La multiplication depuis 2015 des phénomènes météorologiques hors norme, due essentiellement au changement climatique, ne fait pas peser un risque qu'aux habitations particulières. Elle peut aussi générer une augmentation des accidents industriels s'ils touchent des entreprises manipulant ou fabricant des matières dangereuses (chimie, énergie, etc).
Malgré la fréquence accrue des inondations et des feux de forêts, une large majorité de ces petites et moyennes structures reste pourtant mal armée à l'échelle de l'Hexagone. Ainsi, en Centre-Val-de-Loire, où les inspections de la Dreal (Direction régionale de l'environnement, de l'aménagement et du logement) ont été menées en 2024 auprès d'un panel de 50 TPE et PME à risques, 72 % des sites concernés ne sont pas réellement préparés au risque d'inondations. Inscrites dans le Plan National d'Adaptation au Changement Climatique (PNACC), ces opérations de contrôle, de prévention et de sensibilisation ont été effectuées, notamment, sur des stations-services, des déchetteries et des centrales à béton de la région.

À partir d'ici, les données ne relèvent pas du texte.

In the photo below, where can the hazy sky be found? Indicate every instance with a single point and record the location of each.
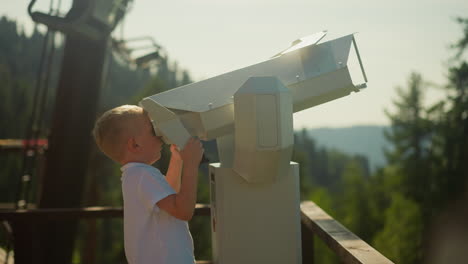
(210, 37)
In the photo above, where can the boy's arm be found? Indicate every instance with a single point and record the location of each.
(181, 205)
(175, 169)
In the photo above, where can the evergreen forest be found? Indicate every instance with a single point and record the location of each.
(403, 209)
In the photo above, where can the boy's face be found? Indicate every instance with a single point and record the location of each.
(151, 144)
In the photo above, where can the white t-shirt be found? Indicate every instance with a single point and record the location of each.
(152, 235)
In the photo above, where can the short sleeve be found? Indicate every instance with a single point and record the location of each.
(152, 188)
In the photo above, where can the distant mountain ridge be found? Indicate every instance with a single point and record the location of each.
(364, 140)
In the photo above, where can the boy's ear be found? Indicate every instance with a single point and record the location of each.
(132, 145)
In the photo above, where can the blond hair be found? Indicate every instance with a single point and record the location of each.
(113, 129)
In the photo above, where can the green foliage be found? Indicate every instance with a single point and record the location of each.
(401, 238)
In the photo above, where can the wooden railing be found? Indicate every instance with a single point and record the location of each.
(315, 223)
(349, 248)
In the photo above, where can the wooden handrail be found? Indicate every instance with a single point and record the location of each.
(75, 213)
(349, 247)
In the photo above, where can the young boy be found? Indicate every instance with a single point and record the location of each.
(156, 208)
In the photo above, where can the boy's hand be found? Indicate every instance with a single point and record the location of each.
(175, 153)
(192, 152)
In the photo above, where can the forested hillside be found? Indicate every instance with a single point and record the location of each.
(369, 141)
(395, 208)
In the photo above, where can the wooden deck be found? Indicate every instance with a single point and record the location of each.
(315, 223)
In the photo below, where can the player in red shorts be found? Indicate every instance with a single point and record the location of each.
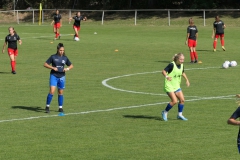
(77, 23)
(218, 31)
(11, 40)
(191, 40)
(57, 20)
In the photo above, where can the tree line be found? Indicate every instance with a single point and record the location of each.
(120, 4)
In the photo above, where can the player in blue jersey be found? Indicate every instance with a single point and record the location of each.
(56, 63)
(11, 40)
(233, 121)
(57, 20)
(77, 23)
(218, 31)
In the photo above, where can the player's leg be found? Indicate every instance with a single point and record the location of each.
(53, 85)
(180, 96)
(222, 41)
(61, 86)
(169, 106)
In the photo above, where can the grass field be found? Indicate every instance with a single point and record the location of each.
(124, 121)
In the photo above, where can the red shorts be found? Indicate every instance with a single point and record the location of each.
(12, 52)
(76, 27)
(219, 35)
(57, 25)
(192, 43)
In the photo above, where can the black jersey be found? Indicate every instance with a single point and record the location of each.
(219, 27)
(59, 62)
(77, 21)
(12, 40)
(57, 18)
(192, 30)
(236, 115)
(169, 68)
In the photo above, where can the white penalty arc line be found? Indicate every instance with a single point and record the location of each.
(114, 109)
(104, 82)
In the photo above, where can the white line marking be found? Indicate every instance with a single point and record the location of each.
(114, 109)
(104, 82)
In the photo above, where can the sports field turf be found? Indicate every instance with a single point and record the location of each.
(113, 100)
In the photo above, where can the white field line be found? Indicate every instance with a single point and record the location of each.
(114, 109)
(104, 82)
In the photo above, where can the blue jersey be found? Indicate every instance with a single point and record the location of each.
(58, 62)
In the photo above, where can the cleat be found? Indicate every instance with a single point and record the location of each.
(223, 48)
(47, 110)
(60, 110)
(182, 118)
(164, 116)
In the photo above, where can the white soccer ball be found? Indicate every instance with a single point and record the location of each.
(228, 63)
(233, 63)
(225, 65)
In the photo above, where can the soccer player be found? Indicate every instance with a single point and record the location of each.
(56, 63)
(57, 20)
(233, 121)
(191, 40)
(77, 23)
(218, 31)
(11, 40)
(173, 73)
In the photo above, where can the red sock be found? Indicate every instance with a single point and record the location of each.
(214, 44)
(222, 42)
(195, 55)
(13, 65)
(192, 56)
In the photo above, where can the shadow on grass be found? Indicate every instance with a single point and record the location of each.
(30, 108)
(142, 117)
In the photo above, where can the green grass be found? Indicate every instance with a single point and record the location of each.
(102, 123)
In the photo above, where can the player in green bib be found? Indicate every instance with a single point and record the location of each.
(173, 74)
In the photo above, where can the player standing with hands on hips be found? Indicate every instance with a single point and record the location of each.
(191, 40)
(11, 40)
(218, 31)
(77, 23)
(57, 75)
(173, 73)
(57, 20)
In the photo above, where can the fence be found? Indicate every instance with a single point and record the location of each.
(34, 13)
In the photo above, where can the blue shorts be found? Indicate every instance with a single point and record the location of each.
(57, 82)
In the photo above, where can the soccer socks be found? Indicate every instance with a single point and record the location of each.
(180, 109)
(60, 101)
(49, 99)
(192, 56)
(214, 44)
(168, 108)
(13, 65)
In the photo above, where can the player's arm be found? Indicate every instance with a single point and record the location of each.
(4, 45)
(68, 68)
(185, 77)
(46, 65)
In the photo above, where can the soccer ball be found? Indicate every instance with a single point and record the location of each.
(228, 63)
(225, 65)
(233, 63)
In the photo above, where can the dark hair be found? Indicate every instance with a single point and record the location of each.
(13, 29)
(59, 46)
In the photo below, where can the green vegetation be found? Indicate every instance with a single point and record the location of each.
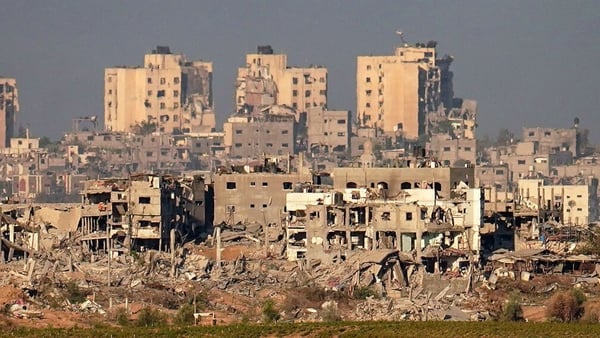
(149, 317)
(270, 313)
(512, 310)
(329, 329)
(185, 315)
(566, 306)
(364, 293)
(74, 294)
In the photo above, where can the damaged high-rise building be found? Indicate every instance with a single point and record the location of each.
(9, 106)
(266, 79)
(168, 93)
(410, 94)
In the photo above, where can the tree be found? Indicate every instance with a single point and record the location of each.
(270, 313)
(566, 306)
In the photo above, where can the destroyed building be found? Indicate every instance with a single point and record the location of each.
(9, 107)
(267, 79)
(168, 93)
(328, 131)
(270, 131)
(143, 211)
(332, 225)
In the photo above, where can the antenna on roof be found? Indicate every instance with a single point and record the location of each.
(401, 35)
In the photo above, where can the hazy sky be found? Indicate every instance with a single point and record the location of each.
(528, 63)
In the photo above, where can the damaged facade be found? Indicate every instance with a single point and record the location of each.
(168, 93)
(331, 225)
(144, 211)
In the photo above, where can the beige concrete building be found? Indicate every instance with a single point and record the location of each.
(576, 204)
(9, 107)
(267, 79)
(253, 197)
(452, 152)
(394, 180)
(395, 92)
(552, 140)
(167, 91)
(271, 133)
(328, 131)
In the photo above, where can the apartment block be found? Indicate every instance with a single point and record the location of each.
(552, 140)
(328, 131)
(168, 93)
(455, 152)
(575, 204)
(9, 107)
(270, 132)
(267, 79)
(395, 92)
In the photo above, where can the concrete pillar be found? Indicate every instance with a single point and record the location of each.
(418, 247)
(218, 239)
(172, 248)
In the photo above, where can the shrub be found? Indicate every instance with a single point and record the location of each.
(149, 317)
(185, 315)
(364, 293)
(74, 293)
(591, 312)
(121, 317)
(565, 306)
(270, 313)
(512, 311)
(330, 312)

« Une partie réduite de ces entreprises disposaient de consignes spécifiques face aux risques qui, ici, viennent essentiellement des crus de la Loire, mais aussi du Loir en Eure-et-Loir, et du Cher dans le département éponyme, explique Ronan Le Berre, responsable des risques industriels à la Dreal en Centre-Val-de-Loire. En cause, une culture du risque insuffisante de la part de certains chefs d'entreprise, et l'absence de structure dédiée, contrairement aux grands groupes. Nous les accompagnons donc pour la mise en œuvre de mesures préventives, comme l'arrimage des cuves ou la formulation écrite d'une procédure d'alerte en interne ». Après avoir été victime des inondations qui ont frappé le sud de l'Eure-et-Loir en 2024, le fabricant de petit électroménager allemand Vorwerk (Thermomix), qui ne disposaient pas jusqu'à présent de procédure particulière, a ainsi institué dans la foulée des consignes dédiées.